# Selling Droid X (not an ad, asking advice)



## rolandct (Jun 14, 2011)

OK, so I have never bothered to sell a phone before as this is the first one that actually might be worth the effort. I'm going to sell my Droid X with accessories, I know there is ebay, but I'm afraid without having sold anything before I'm not likely to get many (good) bids/offers. Not sure yet about Craig's list. Any other sites worth checking? In particular I want to get something more than just the phone value since I have both Moto docks and 2 extended batteries and one of them is only a month old.

Thanks.


----------



## mcp770 (Jun 11, 2011)

"rolandct said:


> OK, so I have never bothered to sell a phone before as this is the first one that actually might be worth the effort. I'm going to sell my Droid X with accessories, I know there is ebay, but I'm afraid without having sold anything before I'm not likely to get many (good) bids/offers. Not sure yet about Craig's list. Any other sites worth checking? In particular I want to get something more than just the phone value since I have both Moto docks and 2 extended batteries and one of them is only a month old.
> 
> Thanks.


I sold a two year old blackberry on craigslist with accessories for 125.00 and it sold in 15 minutes. Do a search on craigslist in your area for the X and make a sale price based on the average... It will sell. Always people looking for phones with clean esn numbers that don't want contracts.


----------



## rolandct (Jun 14, 2011)

Thanks, I'll try craigslist then. Well, after the Nexus comes out that is.


----------



## cleverjenks (Sep 6, 2011)

Try swappa...its a site specifically for selling Android phones


----------



## haxatak (Jun 17, 2011)

"cleverjenks said:


> Try swappa...its a site specifically for selling Android phones


I was about to say the same thing about swappa lol


----------



## UnfedBear67 (Jul 31, 2011)

cleverjenks said:


> Try swappa...its a site specifically for selling Android phones


Swappa is the place to go


----------



## mechgamer123 (Jun 15, 2011)

Might want to try selling on craigslist, I've sold lots of stuff before. Just be sure not to overpriced your phone, and try selling one of the docks and batteries separately.

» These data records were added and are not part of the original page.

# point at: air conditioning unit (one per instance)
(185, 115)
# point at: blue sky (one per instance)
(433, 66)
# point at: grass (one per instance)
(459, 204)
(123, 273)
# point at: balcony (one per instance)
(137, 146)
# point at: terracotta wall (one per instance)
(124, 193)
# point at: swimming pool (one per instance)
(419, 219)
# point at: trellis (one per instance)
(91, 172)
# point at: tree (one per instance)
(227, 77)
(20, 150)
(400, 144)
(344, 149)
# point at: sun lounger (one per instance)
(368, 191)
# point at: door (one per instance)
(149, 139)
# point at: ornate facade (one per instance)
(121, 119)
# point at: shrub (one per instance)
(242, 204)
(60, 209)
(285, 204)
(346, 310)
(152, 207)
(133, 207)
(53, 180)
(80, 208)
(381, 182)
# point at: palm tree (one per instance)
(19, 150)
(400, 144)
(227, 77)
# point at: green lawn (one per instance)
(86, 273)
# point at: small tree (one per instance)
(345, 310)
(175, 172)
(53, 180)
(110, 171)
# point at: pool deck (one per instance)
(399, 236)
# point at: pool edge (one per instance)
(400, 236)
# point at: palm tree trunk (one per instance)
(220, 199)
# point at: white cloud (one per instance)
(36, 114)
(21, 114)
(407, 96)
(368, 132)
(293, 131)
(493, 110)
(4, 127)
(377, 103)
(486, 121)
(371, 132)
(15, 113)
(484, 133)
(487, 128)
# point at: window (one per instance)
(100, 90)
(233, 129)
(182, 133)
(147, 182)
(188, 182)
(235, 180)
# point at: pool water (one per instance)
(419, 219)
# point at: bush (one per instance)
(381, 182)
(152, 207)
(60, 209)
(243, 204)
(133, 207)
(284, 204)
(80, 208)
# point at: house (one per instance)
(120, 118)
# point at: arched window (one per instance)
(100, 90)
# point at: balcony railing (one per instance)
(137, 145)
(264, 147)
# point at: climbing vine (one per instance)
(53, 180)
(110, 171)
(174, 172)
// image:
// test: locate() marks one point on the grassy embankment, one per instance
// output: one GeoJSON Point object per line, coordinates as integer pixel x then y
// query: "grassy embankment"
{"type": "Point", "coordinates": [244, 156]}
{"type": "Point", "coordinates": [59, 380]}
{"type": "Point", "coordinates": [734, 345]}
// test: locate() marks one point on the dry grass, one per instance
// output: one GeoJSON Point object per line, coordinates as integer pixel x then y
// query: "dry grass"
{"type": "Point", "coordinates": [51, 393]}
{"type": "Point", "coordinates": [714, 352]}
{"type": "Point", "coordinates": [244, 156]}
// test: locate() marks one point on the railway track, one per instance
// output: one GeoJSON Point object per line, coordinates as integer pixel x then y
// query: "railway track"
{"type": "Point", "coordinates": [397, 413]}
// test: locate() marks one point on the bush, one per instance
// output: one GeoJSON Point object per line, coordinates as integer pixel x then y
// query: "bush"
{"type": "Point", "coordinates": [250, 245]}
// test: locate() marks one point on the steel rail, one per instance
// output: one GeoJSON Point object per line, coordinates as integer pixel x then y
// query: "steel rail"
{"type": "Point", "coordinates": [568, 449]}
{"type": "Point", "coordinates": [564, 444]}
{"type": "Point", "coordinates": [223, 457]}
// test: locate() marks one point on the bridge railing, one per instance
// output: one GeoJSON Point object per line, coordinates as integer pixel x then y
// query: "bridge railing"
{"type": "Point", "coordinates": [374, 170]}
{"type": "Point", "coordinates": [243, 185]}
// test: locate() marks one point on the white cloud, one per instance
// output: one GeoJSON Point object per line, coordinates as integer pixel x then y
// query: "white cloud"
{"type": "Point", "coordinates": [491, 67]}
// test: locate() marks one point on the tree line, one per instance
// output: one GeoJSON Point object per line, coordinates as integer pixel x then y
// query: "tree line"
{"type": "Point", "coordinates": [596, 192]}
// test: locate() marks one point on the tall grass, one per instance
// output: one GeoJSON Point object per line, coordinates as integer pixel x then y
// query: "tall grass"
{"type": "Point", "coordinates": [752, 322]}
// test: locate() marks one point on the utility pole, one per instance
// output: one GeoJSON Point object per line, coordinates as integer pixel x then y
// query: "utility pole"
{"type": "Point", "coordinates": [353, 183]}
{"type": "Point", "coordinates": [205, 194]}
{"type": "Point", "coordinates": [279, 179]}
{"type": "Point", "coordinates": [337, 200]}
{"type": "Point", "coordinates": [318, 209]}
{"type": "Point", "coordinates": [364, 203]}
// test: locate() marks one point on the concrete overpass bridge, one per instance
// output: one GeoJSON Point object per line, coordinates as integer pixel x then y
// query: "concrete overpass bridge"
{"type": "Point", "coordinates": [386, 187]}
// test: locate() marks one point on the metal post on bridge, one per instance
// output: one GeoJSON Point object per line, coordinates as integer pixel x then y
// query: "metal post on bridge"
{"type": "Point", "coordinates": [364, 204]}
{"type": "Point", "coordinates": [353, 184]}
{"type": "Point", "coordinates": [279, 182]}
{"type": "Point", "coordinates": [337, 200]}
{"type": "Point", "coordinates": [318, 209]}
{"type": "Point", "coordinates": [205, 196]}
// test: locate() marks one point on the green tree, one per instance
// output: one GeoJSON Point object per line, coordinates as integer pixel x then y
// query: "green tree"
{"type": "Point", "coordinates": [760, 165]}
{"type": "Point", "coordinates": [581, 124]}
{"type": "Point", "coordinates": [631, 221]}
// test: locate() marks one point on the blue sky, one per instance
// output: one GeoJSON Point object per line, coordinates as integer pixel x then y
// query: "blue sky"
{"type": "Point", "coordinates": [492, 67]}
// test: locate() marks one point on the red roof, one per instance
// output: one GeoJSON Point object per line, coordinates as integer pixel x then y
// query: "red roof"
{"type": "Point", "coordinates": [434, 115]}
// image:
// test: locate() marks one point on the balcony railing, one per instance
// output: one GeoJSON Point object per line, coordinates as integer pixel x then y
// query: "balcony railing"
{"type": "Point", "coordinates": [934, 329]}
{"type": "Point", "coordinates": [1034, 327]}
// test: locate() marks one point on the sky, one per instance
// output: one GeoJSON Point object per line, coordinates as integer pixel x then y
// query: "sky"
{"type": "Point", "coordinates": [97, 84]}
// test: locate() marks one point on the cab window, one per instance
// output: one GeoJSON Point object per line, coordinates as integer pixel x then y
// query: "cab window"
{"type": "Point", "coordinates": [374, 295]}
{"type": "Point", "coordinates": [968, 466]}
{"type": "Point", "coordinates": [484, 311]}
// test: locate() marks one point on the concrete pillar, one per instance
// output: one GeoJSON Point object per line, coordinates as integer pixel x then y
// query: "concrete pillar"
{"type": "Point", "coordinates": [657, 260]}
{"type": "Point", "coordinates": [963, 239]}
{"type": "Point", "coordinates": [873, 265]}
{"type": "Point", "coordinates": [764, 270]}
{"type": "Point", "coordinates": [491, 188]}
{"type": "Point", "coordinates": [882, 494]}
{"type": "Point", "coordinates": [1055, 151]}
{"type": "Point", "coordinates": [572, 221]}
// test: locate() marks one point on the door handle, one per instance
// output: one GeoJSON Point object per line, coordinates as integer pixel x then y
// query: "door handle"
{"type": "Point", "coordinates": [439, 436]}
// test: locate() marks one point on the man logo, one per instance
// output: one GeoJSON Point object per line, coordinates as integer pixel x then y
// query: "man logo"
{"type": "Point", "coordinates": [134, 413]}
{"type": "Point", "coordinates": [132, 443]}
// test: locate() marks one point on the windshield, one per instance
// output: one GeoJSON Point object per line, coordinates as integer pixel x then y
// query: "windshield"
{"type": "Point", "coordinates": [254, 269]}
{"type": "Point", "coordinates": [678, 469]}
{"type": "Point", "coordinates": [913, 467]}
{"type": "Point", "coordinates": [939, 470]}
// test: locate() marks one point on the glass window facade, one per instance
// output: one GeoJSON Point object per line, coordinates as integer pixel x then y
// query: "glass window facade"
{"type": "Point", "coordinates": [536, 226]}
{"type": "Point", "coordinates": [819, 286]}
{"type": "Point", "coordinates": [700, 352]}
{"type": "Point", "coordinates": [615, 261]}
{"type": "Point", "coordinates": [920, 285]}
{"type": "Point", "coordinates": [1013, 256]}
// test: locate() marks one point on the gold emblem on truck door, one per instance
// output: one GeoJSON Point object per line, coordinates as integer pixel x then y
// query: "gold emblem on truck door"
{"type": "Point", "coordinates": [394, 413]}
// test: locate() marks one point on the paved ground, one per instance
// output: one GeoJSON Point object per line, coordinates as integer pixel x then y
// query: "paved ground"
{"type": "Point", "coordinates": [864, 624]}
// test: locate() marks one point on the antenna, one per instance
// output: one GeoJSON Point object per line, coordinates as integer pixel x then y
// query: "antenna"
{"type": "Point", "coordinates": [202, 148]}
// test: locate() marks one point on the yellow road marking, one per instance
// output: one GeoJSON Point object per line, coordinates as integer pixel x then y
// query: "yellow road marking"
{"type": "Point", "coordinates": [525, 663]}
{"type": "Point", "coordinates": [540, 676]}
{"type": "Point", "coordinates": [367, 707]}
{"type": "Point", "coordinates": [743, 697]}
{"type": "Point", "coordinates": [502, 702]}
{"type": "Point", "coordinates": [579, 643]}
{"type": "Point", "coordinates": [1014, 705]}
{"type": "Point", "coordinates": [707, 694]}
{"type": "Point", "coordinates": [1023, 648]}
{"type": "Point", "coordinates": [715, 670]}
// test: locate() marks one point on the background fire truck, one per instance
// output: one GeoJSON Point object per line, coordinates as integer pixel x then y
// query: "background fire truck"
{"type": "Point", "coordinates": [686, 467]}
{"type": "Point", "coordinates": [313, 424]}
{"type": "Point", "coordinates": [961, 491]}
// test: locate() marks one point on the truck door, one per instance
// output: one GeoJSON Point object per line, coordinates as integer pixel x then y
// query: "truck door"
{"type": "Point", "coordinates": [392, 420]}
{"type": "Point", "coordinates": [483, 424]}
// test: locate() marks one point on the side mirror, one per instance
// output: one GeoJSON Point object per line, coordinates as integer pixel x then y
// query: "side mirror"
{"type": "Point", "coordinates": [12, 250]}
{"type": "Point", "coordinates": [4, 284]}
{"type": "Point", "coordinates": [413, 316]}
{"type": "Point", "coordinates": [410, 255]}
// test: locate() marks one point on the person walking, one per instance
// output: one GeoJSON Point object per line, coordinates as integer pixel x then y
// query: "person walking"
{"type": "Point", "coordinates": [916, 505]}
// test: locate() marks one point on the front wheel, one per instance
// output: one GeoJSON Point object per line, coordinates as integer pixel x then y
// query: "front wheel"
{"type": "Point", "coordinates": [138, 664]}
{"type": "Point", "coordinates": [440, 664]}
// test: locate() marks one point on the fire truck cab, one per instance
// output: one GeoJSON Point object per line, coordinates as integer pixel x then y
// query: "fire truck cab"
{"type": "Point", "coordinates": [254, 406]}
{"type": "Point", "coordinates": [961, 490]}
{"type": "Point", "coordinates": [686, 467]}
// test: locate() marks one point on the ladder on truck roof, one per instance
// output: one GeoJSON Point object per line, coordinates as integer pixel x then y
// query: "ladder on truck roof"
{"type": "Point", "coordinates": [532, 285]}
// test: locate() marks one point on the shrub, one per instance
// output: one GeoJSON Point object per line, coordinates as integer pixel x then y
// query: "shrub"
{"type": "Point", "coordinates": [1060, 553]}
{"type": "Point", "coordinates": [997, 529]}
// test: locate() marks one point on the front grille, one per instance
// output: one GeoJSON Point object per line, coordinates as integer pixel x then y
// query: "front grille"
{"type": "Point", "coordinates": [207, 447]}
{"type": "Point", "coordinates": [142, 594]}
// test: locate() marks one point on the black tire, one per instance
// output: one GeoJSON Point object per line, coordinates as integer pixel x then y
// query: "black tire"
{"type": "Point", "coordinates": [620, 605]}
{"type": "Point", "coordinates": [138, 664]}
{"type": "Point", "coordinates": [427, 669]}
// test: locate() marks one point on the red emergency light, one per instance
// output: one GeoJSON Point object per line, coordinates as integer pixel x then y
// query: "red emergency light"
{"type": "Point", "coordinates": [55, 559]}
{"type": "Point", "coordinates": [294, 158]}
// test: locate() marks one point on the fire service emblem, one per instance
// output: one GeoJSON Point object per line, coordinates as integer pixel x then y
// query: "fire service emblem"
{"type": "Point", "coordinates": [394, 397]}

Sent from CM4DXGB using Tapatalk


----------



## rolandct (Jun 14, 2011)

cleverjenks said:


> Try swappa...its a site specifically for selling Android phones


Thanks, I'll check it out.


----------



## rolandct (Jun 14, 2011)

*Double post due to Chrome madness*


----------



## DrkDroid (Jun 22, 2011)

i don't know where ur from, but in my parts craigslist could get you shot in the face.....just be careful and always meet in a heavily crowded area

Sent from my ADR6400L using Tapatalk


----------